Skomentował wydarzenia przed Sejmem. Kołodziejczak: nie wierzę
"To, co dzieje się teraz pod Sejmem, to nie jest rolniczy protest, to jest prowokacja" - napisał wiceminister rolnictwa Michał Kołodziejczak komentując zamieszki podczas protestu rolników w Warszawie.
W środę przez Warszawę przeszedł protest rolników. Protestujący manifestowali przed Kancelarią Prezesa Rady Ministrów, której siedzibę obrzucili jajkami, a następnie przemaszerowali przed Sejm. Doszło do przepychanek z policją. Protestujący rzucali kostką brukową, funkcjonariusze użyli gazu oraz siły. Kilku policjantów zostało rannych, a kilkunastu protestujących zostało zatrzymanych.

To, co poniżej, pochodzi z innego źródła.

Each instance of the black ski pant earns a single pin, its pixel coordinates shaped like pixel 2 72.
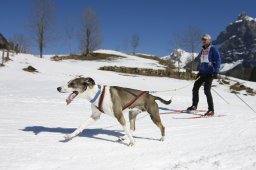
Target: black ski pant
pixel 207 81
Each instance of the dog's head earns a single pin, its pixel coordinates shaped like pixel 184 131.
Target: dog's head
pixel 76 87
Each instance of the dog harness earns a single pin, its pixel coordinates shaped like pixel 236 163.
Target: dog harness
pixel 101 94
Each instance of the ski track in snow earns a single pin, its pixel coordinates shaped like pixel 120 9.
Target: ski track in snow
pixel 34 118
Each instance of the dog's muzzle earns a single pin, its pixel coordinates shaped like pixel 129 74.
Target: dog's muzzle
pixel 59 89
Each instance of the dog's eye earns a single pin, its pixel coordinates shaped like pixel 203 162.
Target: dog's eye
pixel 71 85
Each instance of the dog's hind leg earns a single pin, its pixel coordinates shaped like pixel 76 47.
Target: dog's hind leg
pixel 132 118
pixel 153 111
pixel 122 121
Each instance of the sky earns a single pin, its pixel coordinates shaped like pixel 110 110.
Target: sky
pixel 155 21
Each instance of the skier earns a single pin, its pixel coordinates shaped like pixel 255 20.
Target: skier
pixel 209 68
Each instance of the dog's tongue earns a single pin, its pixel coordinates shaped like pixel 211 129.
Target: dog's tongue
pixel 71 97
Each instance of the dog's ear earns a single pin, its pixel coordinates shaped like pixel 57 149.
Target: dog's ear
pixel 89 82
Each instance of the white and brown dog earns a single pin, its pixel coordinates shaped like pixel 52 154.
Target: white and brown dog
pixel 112 100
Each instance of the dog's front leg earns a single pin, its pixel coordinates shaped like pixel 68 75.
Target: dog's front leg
pixel 94 117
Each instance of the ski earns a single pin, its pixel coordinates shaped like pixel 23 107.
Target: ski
pixel 184 111
pixel 198 117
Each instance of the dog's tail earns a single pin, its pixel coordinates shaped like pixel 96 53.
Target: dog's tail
pixel 163 101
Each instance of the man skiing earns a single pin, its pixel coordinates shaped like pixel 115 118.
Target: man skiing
pixel 209 68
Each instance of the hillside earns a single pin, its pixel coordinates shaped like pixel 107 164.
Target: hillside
pixel 34 118
pixel 238 43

Kołodziejczak oburzony scenami na proteście
Krytyczny głos ws. zamieszek zabrał Michał Kołodziejczak, wiceminister rolnictwa z Koalicji Obywatelskiej, który jako lider Agrounii stał kiedyś na czele protestów rolniczych.
"Nie wierzę, że prawdziwi, normalni rolnicy zrobili dziś zadymę pod Sejmem. Prowokatorzy i zadymiarze powinni być jak najszybciej odizolowani od rolników, którzy przyjechali zamanifestować i pokazać skalę rolniczych problemów po 8 latach nieudolnych rządów PiS" - napisał Michał Kołodziejczak na platformie X.
Dalsza część artykułu pod materiałem wideo
"Rolnicy szczególnie teraz powinni zwrócić uwagę, by nikt nie powodował, że rolnicze protesty będą kojarzyć się z burdą. To nie służy sprawie" - dodał wiceminister rolnictwa.
W innym wpisie napisał: "To, co dzieje się teraz pod Sejmem, to nie jest rolniczy protest, to jest prowokacja".
Wcześniej wiceminister zapytany został w środę w kuluarach Sejmu o projekt uchwały ws. nałożenia sankcji na import rosyjskiej i białoruskiej żywności i produktów rolnych do UE. Projekt ten wpłynął do Sejmu we wtorek wieczorem, jego autorzy wzywają Komisję Europejską do przedłożenia propozycji nałożenia sankcji dotyczących importu z Rosji i Białorusi.
- Nie można pozwolić, by do UE napływała żywność z Rosji i z Białorusi, KE powinna podjąć decyzję w tej sprawie - powiedział Kołodziejczak.